Addressing the state’s argument that Reed’s claim failed as a matter of law because Reed did not allege that the state intentionally discriminated against her, the district court first acknowledged that an ADA and/or RA plaintiff must show intentional discrimination as a prerequisite for compensatory damages.  But it went on to note that the Seventh Circuit had yet to decide whether intentional discrimination required a showing of discriminatory animus or mere deliberate indifference.  Reed argued the intentional discrimination requirement was satisfied by allegations of deliberate indifference.  The district court agreed.

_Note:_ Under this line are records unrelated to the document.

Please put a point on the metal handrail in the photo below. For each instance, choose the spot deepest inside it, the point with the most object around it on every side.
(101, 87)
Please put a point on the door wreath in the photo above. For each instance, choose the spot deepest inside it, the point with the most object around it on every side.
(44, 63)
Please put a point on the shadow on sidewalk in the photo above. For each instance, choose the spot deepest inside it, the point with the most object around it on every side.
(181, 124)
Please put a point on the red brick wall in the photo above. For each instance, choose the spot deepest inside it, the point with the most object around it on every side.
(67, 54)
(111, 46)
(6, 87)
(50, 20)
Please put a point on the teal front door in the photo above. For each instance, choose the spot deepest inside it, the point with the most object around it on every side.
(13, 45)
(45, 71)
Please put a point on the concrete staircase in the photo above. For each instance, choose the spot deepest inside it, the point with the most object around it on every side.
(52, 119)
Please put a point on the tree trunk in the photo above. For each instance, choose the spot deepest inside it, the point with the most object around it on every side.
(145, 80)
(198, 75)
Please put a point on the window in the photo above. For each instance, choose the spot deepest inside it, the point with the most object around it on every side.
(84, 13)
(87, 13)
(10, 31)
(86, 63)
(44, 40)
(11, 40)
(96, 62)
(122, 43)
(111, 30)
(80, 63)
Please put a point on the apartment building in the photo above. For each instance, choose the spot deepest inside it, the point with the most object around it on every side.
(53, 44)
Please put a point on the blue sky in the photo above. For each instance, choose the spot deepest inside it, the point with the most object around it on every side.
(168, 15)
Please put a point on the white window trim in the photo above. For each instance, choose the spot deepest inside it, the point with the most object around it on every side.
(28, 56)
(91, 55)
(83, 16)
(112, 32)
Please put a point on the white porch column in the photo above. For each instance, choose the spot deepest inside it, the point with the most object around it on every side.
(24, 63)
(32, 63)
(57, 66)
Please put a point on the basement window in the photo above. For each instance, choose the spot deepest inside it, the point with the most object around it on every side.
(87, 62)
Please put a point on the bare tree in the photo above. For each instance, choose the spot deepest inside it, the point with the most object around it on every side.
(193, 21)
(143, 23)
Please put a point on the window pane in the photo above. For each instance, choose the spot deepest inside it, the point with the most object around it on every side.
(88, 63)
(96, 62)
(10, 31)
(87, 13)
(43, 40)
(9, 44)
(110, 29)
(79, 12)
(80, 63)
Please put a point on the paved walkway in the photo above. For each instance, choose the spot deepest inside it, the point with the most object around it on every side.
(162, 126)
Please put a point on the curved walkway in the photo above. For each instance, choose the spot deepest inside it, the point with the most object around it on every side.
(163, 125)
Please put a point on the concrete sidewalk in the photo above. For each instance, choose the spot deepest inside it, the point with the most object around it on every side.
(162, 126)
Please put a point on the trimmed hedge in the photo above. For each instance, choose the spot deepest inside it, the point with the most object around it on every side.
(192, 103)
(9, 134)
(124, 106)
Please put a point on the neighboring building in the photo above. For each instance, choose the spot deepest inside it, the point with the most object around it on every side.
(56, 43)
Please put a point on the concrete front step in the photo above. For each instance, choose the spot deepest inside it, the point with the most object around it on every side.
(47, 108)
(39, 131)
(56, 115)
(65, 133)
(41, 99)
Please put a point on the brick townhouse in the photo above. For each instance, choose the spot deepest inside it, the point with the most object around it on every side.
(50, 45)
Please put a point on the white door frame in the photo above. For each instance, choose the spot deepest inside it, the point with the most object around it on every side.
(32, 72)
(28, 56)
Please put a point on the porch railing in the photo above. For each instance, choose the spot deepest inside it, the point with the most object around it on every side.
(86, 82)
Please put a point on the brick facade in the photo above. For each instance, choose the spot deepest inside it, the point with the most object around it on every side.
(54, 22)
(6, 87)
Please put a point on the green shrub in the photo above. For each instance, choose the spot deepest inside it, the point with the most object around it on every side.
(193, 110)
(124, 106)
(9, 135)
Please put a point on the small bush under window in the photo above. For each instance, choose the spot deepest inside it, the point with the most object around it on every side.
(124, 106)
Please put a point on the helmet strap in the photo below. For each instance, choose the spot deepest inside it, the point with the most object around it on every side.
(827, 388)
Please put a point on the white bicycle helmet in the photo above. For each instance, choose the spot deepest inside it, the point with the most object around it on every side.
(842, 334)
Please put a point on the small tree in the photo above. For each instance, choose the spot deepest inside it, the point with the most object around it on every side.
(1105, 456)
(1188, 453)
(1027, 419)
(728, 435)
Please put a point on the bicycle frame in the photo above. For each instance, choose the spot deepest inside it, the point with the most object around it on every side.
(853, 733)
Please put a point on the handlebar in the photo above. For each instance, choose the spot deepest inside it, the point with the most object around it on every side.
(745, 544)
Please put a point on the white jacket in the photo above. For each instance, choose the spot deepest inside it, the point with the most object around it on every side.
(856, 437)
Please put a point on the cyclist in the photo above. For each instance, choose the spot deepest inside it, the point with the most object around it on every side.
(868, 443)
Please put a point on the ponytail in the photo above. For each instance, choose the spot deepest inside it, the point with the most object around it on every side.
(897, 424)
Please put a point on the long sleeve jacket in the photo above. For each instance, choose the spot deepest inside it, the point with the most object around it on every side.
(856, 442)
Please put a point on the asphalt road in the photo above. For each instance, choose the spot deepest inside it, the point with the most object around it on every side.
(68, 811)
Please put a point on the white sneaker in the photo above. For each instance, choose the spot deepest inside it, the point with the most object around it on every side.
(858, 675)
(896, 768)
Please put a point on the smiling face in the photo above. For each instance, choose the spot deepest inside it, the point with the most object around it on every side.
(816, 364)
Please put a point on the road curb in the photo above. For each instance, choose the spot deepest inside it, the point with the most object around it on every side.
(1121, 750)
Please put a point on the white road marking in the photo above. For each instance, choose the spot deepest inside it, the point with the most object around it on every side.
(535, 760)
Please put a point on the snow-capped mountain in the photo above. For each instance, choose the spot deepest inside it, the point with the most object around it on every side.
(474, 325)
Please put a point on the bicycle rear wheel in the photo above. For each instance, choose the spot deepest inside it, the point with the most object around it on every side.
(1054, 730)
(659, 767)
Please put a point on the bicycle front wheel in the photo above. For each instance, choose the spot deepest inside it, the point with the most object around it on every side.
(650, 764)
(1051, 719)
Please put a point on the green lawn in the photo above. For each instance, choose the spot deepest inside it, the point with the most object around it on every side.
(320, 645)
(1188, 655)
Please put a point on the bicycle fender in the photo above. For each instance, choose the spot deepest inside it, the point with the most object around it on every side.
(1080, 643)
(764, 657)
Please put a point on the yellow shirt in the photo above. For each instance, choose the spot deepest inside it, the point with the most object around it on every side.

The district court found the deliberate indifference standard to be “better suited” to the goals of the ADA and the RA than the discriminatory animus standard.  Quoting the Third Circuit’s opinion in Durrell v. Lower Merion Sch. Dist., 729 F.3d 248, 264 (3d Cir. 2013), the district court explained that discrimination against handicapped individuals is “most often [] the product not of invidious animus, but rather of thoughtlessness and indifference,” and that the ADA and RA are thus “targeted to address more subtle forms of discrimination than merely obviously exclusionary conduct” (internal quotations and citations omitted).  The district court thus held that an ADA and/or RA plaintiff need only allege deliberate indifference to proceed with her compensatory damages claims.

The district court’s opinion is in line with holdings in the Second, Third, Eighth, Ninth, Tenth, and Eleventh Circuit Courts of Appeals.  The First and Fifth Circuits, however, require a showing of discriminatory animus.  The question remains open in the Fourth and Sixth Circuits, though district courts in the Fourth Circuit have endorsed a deliberate indifference standard.  See, e.g., Paulone v. City of Frederick, 787 F.Supp.2d 360 (D. Md. 2011).